Foxcatcher: an allegorical gem
When Bennett Miller heard the story that informed his latest movie Foxcatcher, he couldn’t believe his luck. “It’s too perfect,” says the writer-director. “There’s no bad angle on it; it’s an allegorical gem.” What’s more, it’s all true. The story of John E du Pont, the scion of one of America’s wealthiest families, and his increasingly twisted and tragic relationship with two Olympic-champion wrestlers, brothers Mark and Dave Schultz, is a remarkable tale of class, power, status, arrogance and entitlement.
Dealing with what happens when Du Pont invites the Schultz siblings to spearhead a wrestling team destined for the 1988 Seoul Olympics, Foxcatcher is already a frontrunner at this year’s Oscars, following its hugely successful world premiere in Cannes, where Miller won the Best Director prize. After all, the Academy loves a transformation, and this film has at least two – comic actor Steve Carell, playing Du Pont, and 22 Jump Street star Channing Tatum as Mark Schultz.
Hidden behind a prosthetic nose and a curious nasal delivery, comic actor Carell is far removed from his most famous creation, that of The Office’s boss Michael Scott. “I wasn’t trying to do an impersonation of Du Pont, more garner an essence of the type of person he seemed to be physically,” he says. “But it was disconcerting: when you catch a glimpse of yourself and it just isn’t you staring back. It was off-putting...even the catering people didn’t want to be around me!”
According to Tatum, Carell remained in character throughout the shoot. “I never worked with Steve Carell,” he says. “He was just Du Pont the whole time.” The Avengers star Mark Ruffalo plays Dave Schultz and with British actresses Sienna Miller and Vanessa Redgrave also on board, the film features one of the classiest casts this year. But it was still a sombre shoot. “Most movies, people will say, ‘it was so much fun, it was so great to be with all of these actors’,” says Tatum. “This was zero fun. It was a quiet set.”
While Tatum and Ruffalo practiced wrestling, Carell had no need. “Speaking to the guys who worked with Du Pont, they said he was an absolutely terrible wrestler...they said: ‘The less you know the better.’” In some ways, this sums up the “dilettante” Du Pont, who even nicknamed himself “Eagle – the symbol of America. “He’s a pretender,” adds Miller. “Everything he had is bestowed on him by coincidence. His great ancestors made a fortune and had a name and he inherited that and that’s all he had.”

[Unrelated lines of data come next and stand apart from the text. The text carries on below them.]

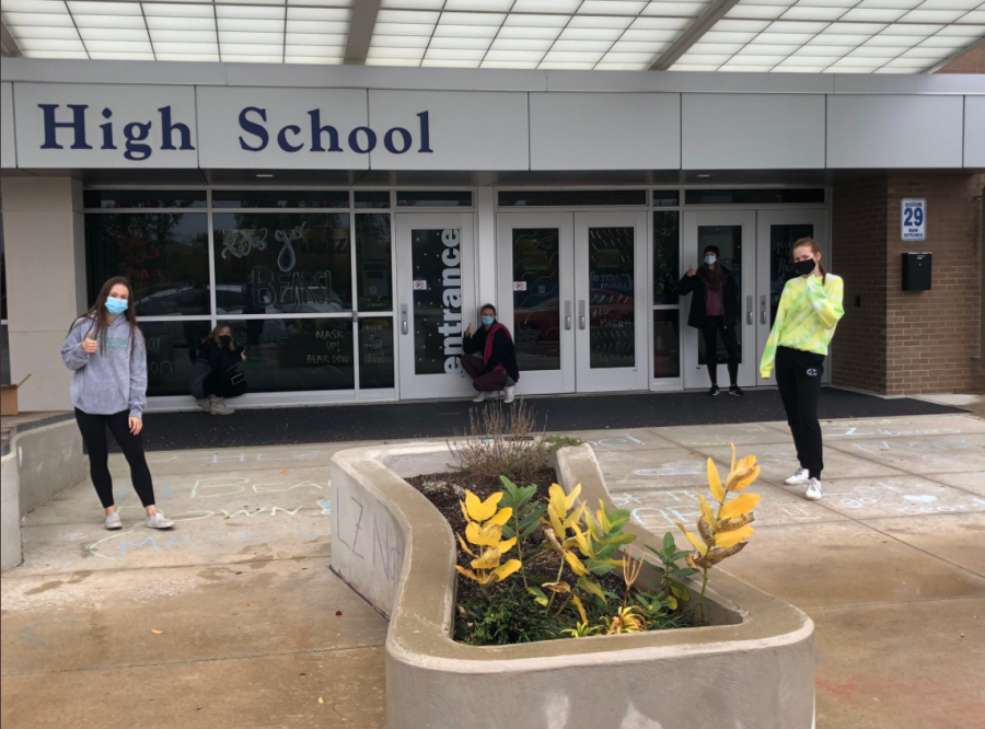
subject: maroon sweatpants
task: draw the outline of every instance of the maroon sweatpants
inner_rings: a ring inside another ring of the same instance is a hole
[[[462,356],[462,367],[472,378],[472,385],[479,392],[499,392],[509,381],[509,377],[502,370],[483,374],[483,360],[472,355]]]

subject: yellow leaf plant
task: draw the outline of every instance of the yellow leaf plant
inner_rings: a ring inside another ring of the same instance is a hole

Spending thousands of dollars to assemble so-called Team Foxcatcher, bringing the Schultz brothers and other wrestlers to his family’s 800-acre Pennsylvania estate, “I think Du Pont really had the need to be mentor,” says Carell. “He speaks about what the duties of the coach are: to be a mentor, to be a friend, to be a father-figure – but he wanted all of that from everyone, but especially Mark, because Mark was a world champion. There was something hollow to it all. Ultimately, all of these people he tried to garner respect from were people that he’d paid for. He couldn’t earn it naturally.”
One person who clearly has earned respect is Miller. Following 2005’s literary biopic Capote, for which he gained an Oscar nomination for Best Director, and 2011’s baseball drama Moneyball, which gained six Academy Award nods, he looks to have the golden touch. “I just really hope that Bennett gets what he deserves for this movie,” says Tatum. “I think he’s a master filmmaker…I’ll break my back to work with him – wherever.” Now that’s the sort of loyalty Du Pont could only dream about.
Foxcatcher screens during the Dubai International Film Festival at Mall of the Emirates 2 on Saturday, December 13 at 7pm and again on at MOE 6 on Wednesday, December 17 at 3pm.